Heat Transfer: Thermal energy, or heat, from the hot interior of the planet flows out of the surface into space. When an object is at a diferent temperature than its surroundings, heat will transfer from the region of higher temperature to the region of colder temperature to achive thermal equilibrium. The mantle transfers heat from the hot core at the planet's center to the colder surface. This happens primarily by either conduction or convection.
Conduction: Hot vibrating atoms and molecules tranfer energy (heat) to neighboring atoms and molecules. An example of this is the handle of a frying pan getting hotter as heat from the stove slowly moves along the handle.
Convection: Heat is transfered by movement of fluid. he bulk motion of the material moves heat. An example is boiling water. Water at the bottom of the pan is heated by the stove. The increase in temperature produces a reduction in density and the warm, less dense (buoyant) water begins to rise and he colder, denser water near the surface is displaced and sinks.
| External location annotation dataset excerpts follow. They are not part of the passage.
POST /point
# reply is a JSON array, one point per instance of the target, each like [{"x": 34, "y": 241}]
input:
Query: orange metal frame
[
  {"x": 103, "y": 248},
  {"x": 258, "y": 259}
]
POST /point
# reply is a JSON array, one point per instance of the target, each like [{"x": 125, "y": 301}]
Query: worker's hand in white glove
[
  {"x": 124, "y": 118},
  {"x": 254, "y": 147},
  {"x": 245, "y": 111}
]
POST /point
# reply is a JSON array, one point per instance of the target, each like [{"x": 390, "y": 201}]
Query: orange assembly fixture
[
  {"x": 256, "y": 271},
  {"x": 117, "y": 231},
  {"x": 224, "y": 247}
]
Mantles: The mantles of planets conduct heat, but can also convect. Mantles are solid. How do they convect? Over very long time scales (10's - 100's of millions of years) the mantle rocks under extreme pressure and temperature slowly deform like an extremely thick (viscous) fluid. This is called solid-state convection. On short time scales they still behave like a solid. For an other example of time-scale dependent behavior, consider silly putty. If squeezed slowly it deforms in your hand (long time-scale) but if thrown at a wall it bounces like a solid ball (short time-scale). If temperature gradients in the mantle are large enough, then convection will occur. Convection is the primary mode of heat transfer in the Earth's mantle. It is unknown if convection occurs presently in Mercury's mantle though it likely did in the past when its interoir was hotter. The animation above shows computer simultions of convecting mantles.